When I read Will’s account I thought to myself “Huh. That’s a little concerning.” Mixing up a law passed by Congress with an executive order is one thing but what really bothered me was the strange specificity: “I got it passed by a vote or two.” As Will put it:
“Biden was not merely again embellishing his achievements. This is not just another of his verbal fender benders. There is no less-than-dismaying explanation for his complete confusion. What vote? Who voted?”
Now the Hur report arrives. The Democrats are understandably circling the wagons (around a turnip, as one wag on Twitter put it). But while they are more than willing to decry Hur as politically biased there is a strange refusal to actually refute his charges, and those charges are far closer to what Will noticed than confusing Angela Merkel with her predecessor.
“[Biden forgot] on the first day of the interview when his term ended ('if it was 2013 — when did I stop being Vice President?'), and forgetting on the second day of the interview when his term began ('in 2009, am I still Vice President?')."
To be clear I couldn’t care less about whether Biden can remember when his son died. I certainly have no idea. But I was pretty sure that I remembered when Obama was elected. Reading Biden’s response filled me with a strange and uncomfortable sensation of uncertainty, to the point that I had to run out to Google to actually double check.
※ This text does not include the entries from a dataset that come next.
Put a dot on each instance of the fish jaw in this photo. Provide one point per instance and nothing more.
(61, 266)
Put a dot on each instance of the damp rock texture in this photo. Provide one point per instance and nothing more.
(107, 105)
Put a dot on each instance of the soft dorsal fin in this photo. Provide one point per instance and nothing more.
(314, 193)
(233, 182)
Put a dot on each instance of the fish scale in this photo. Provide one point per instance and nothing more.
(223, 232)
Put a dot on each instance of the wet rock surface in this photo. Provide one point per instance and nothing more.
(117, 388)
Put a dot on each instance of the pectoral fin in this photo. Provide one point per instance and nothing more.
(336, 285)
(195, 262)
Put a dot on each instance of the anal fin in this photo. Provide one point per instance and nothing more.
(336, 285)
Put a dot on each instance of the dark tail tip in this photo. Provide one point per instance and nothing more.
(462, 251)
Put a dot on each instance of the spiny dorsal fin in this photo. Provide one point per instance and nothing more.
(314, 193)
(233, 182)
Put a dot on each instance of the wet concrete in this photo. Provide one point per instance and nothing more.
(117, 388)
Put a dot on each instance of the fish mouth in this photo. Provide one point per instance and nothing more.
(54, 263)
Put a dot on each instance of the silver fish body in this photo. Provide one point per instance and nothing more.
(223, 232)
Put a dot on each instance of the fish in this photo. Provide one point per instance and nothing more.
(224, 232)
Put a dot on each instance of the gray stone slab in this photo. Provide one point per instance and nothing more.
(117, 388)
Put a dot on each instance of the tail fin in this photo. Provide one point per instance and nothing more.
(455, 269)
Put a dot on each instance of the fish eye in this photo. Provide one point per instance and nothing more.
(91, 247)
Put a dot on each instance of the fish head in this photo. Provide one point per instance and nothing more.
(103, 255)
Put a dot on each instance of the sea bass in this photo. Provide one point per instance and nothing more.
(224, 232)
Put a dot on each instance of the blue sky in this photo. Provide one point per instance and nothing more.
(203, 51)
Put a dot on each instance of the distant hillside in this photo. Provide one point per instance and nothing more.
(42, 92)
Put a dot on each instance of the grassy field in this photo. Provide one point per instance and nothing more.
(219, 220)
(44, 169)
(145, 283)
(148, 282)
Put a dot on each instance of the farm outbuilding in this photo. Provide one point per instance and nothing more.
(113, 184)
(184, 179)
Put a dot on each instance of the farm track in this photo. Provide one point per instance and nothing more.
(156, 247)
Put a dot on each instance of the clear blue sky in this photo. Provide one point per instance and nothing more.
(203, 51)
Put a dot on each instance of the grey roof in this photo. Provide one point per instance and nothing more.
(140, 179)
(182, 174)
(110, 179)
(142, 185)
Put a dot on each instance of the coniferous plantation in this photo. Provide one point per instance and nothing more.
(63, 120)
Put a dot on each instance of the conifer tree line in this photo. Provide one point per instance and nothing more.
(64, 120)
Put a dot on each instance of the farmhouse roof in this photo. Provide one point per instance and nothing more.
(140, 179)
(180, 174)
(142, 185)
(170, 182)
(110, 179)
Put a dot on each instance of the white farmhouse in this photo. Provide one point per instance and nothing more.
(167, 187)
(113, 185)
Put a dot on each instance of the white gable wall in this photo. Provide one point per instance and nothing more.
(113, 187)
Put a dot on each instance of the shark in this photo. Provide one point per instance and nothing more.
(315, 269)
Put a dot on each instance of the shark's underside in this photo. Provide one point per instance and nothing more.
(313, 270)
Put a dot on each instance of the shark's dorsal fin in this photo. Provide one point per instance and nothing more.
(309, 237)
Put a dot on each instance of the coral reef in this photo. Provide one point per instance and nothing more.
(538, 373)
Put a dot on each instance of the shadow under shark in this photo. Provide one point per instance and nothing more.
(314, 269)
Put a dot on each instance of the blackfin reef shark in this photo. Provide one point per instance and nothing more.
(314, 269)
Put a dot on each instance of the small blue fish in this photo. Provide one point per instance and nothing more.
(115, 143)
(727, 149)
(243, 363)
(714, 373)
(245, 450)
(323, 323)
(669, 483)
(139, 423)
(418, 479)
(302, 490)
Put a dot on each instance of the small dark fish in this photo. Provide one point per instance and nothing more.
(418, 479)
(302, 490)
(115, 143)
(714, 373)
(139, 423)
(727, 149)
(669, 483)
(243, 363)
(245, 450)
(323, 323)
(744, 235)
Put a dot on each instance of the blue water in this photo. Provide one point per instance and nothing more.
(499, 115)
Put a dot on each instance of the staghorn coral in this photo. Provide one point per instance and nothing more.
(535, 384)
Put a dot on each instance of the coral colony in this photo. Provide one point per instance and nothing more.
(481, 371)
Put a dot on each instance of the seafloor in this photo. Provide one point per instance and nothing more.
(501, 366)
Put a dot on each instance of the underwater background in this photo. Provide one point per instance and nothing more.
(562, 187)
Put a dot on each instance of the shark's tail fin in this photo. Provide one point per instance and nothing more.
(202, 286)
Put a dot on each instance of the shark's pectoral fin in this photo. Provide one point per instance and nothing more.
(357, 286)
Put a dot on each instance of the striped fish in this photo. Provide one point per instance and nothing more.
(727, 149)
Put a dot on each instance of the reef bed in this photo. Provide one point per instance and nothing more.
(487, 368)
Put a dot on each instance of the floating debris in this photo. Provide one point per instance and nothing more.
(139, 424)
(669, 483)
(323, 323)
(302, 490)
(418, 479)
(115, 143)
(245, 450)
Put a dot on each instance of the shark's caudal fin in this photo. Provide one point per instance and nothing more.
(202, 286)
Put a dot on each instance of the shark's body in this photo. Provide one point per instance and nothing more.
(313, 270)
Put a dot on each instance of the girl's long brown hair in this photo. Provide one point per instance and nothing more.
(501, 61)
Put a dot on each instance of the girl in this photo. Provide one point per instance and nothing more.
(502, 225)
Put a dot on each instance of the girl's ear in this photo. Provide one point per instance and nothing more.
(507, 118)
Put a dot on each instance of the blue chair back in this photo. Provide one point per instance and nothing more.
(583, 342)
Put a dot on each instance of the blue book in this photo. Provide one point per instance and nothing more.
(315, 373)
For the record he served from 2009 to 2017, meaning that Biden was asking whether or not he was still in office for his first year after winning the 2008 elections.
If you are gullible like me (or as I prefer to put it, “open minded”) and you have spent any time with people in the grips of senility or other mental illness you may be familiar with a certain feeling of unreality when people describe, with absolute certainty, events that never actually occurred. Those events may not even be outlandish or fantastic. They can be as mundane as a bill making its way through Congress to narrowly become a law, “by a vote or two”. What’s always bothered me, perhaps the most, is the wealth of supplied detail surrounding these imaginary events (“Karen visited yesterday and she told me…” when Karen lives thousands of miles away).
I am getting that vibe now with Biden. I suspect millions of Americans, who have had to struggle with the question of when to take the car keys away from Grandpa, are picking up on the same things. And I doubt that attacking the messenger is going to distract them.
Some final thoughts:
Hur is catching a lot of flak for including gratuitous detail in his report, but put yourself in his shoes. If you knew that the guy with his finger on the nuclear football was having problems remembering when he was Vice President do you have any duty to inform your fellow Americans?
It’s unfortunate that an Asian American like Hur allowed himself to become the instrument of white supremacy.
Republicans and Trump supporters are the population least likely to be impressed by the new information, other than to the extent of being able to claim “I told you so”. The people most likely to be upset by charges of senility on Biden’s part are the “Genocide Joe” crowd. It certainly puts a new light on 30,000 dead civilians in Gaza.